How much of himself does he reveal in his writing? Patel’s poems are not confessional. At best, he allows stories of other people to bear a partial reflection of himself. But embedded within poems that will not give away too much are lines such as ‘I remember how my parents would pray for me. / Who knows but that the dead/ are touched by our forgiveness of their deeds’ and ‘the embers of family pain/ tossed hand to hand as though/ to music like a party game’. Their impact is immediate because of the scarcity of such moments as well as the strength of these sentences which present common human dilemmas in memorable ways.
Besides also being a well-regarded painter and playwright, Patel has had a long career as a physician, which makes him part of a well-documented tradition of doctors through the ages who have also chosen to write. Patel says, “There is a tremendous amount of intimate human contact involved in the practice of medicine. This is bound to touch the practitioner’s own emotional life—if he allows it to! When such a practitioner also has some interest in writing, we have before us the doctor-writer.”
Patel’s poems often borrow from hospital experiences.
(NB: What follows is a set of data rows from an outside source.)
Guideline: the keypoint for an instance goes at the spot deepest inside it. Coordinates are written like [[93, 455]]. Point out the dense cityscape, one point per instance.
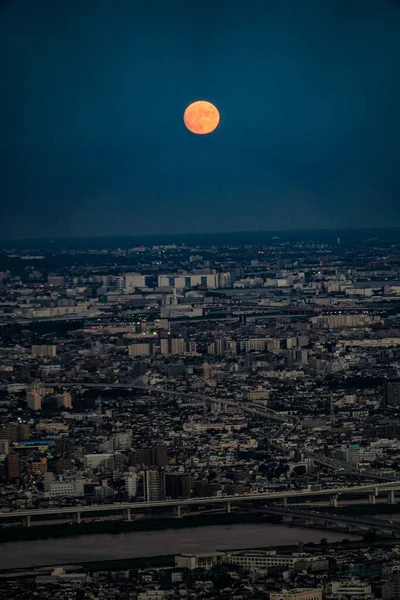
[[146, 387]]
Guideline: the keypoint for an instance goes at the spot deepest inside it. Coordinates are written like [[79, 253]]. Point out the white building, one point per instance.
[[131, 484], [188, 281], [93, 461]]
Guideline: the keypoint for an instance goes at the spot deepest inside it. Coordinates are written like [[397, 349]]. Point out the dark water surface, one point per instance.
[[154, 543]]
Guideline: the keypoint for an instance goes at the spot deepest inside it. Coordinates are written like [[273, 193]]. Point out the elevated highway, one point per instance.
[[323, 518], [372, 491]]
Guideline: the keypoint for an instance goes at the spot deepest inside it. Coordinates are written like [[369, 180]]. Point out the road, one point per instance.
[[320, 517], [371, 490]]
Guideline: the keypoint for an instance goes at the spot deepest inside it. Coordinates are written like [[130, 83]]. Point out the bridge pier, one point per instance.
[[333, 500], [26, 521]]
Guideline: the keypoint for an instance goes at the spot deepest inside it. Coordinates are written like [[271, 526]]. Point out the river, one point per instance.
[[154, 543]]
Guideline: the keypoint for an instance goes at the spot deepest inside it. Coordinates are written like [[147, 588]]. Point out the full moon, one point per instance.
[[201, 117]]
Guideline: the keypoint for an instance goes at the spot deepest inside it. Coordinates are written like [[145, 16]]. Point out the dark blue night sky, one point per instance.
[[92, 140]]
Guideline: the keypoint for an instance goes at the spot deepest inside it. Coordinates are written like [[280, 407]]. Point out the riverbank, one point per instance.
[[16, 534], [134, 545], [61, 530]]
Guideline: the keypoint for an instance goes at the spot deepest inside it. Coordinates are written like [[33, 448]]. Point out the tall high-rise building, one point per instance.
[[13, 469], [4, 446], [34, 400], [23, 432], [15, 433], [131, 484], [39, 467], [44, 351], [64, 400], [154, 485], [56, 281], [208, 371], [392, 392], [178, 485]]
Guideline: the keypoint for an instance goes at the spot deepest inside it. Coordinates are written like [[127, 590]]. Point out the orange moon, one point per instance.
[[201, 117]]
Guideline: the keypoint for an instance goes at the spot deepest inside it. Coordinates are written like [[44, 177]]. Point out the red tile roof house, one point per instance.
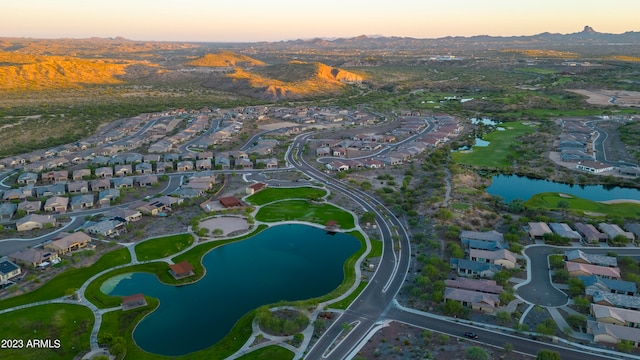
[[133, 302], [229, 201], [181, 270], [576, 269]]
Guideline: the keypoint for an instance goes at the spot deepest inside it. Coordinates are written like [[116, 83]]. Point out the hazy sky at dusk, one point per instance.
[[272, 20]]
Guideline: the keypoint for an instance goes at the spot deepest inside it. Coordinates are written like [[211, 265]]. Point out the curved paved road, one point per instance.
[[538, 289]]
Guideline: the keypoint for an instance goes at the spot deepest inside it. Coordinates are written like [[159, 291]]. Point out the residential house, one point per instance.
[[124, 182], [81, 174], [29, 207], [612, 334], [502, 257], [144, 168], [203, 164], [50, 190], [68, 243], [474, 268], [123, 170], [8, 270], [593, 259], [613, 230], [589, 233], [181, 270], [13, 195], [105, 197], [564, 230], [78, 187], [34, 221], [100, 184], [183, 166], [616, 316], [147, 180], [537, 230], [473, 299], [7, 210], [80, 202], [104, 172], [35, 257], [129, 215], [56, 204], [480, 285], [254, 188], [107, 227], [607, 298], [613, 286], [27, 178], [271, 163], [577, 269]]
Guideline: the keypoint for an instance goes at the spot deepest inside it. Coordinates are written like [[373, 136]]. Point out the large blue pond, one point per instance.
[[286, 262], [510, 187]]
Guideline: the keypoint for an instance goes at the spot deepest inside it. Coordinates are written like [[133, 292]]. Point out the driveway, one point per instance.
[[538, 288]]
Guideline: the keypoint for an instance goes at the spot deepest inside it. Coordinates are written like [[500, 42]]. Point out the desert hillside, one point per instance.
[[34, 72], [294, 80], [225, 59]]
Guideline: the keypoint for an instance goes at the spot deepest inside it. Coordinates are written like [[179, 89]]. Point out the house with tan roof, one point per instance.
[[68, 243], [473, 299], [502, 257], [577, 269]]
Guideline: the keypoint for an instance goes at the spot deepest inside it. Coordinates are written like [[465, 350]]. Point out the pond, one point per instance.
[[510, 187], [285, 262]]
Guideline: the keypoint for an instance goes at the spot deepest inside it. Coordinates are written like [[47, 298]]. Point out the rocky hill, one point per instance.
[[293, 80], [36, 72], [225, 59]]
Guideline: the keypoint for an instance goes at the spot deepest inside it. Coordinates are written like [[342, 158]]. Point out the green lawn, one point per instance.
[[272, 194], [497, 154], [70, 279], [71, 324], [344, 303], [163, 246], [120, 323], [580, 205], [271, 352], [303, 210], [376, 249]]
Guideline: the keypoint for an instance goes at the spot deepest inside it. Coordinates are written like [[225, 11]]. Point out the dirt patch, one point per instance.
[[227, 224], [400, 341], [610, 97]]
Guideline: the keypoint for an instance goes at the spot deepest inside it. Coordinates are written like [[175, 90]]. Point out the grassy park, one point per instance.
[[71, 324], [500, 151], [273, 194], [554, 201], [70, 279], [303, 210], [163, 246]]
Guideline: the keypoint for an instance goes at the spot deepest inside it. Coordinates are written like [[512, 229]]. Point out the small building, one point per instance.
[[229, 201], [537, 230], [254, 188], [181, 270], [133, 302]]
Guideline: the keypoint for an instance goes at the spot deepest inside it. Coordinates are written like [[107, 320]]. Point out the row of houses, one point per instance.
[[486, 254], [583, 232]]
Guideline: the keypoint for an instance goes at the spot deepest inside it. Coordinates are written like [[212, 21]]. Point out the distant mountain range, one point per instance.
[[588, 36]]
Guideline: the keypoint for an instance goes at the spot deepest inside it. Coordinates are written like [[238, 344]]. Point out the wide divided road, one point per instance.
[[368, 308]]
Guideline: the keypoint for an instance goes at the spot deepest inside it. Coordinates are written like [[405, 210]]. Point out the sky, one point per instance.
[[275, 20]]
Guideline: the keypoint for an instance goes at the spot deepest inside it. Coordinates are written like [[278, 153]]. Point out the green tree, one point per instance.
[[477, 353], [546, 354]]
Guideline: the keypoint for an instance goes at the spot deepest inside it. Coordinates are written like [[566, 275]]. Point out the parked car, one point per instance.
[[471, 335]]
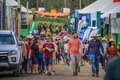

In one graphic but characteristically dispassionate description, he writes, ‘…at times of riot, / I watch intently the man…with a slit belly/ bewildered, but firmly holding a loop of his own gut/ in his hand.’ Patel received the details of this scene from another doctor who had seen the man in the poem. He says, “In the poem, I change it to something ‘I’ saw. This is the element of ‘fiction’ that necessarily enters into any work of art. The artist uses everything he sees and hears as raw material to be appropriately moulded for the purpose of manifesting his vision.”
On the subject of whether poetry contributes to life as a doctor, he says, “Charles Darwin used to say that if he were to live his life over again, he would add this one activity to it—he would read one new poem each day of his life. I have been a regular reader of poetry. Undoubtedly, it affected me in a positive way in my practice of medicine.”
Some of Patel’s paintings and poetry are in conversation with each other. He explains, “Some themes appear in both, but they tend to appear many years apart. The theme of violent death, which one sees in my poems around the 1970s, appeared much later in the paintings— around the mid-1980s.” Other themes common to both include an interest in outliers and Mumbai’s streets. Similar to the titles of his poems, he prefers the names of his paintings to “be direct, not fancy” while also being “evocative”. Occasionally, he uses a title “to actually take attention away from the theme” such as in “a painting where an armless man is being fed his lunch by a little girl” for which he chose the title Near the Bus Stop so as to “not heavily underline a theme which is already emotionally charged”.
One of the pioneers of Indian poetry in English in the 1970s, he is pleased with the burgeoning poetry scene in the present day. Among the younger poets, he reads the work of Ranjit Hoskote, Arundhathi Subramaniam, Anand Thakore, Vijay Nambisan and Sridala Swami, amongst others. At the moment, he’s re-reading Brothers Karamazov as part of a larger revisiting of “all the major Dostoevsky novels” for the third time.
He’s currently working on translating more poems by Akho into English as well as a “large painting and some drawings”. Patel is clear that he doesn’t believe that the publication of his Collected Poems signals an end to his career in poetry. “I hope,” he says simply, “to continue writing.”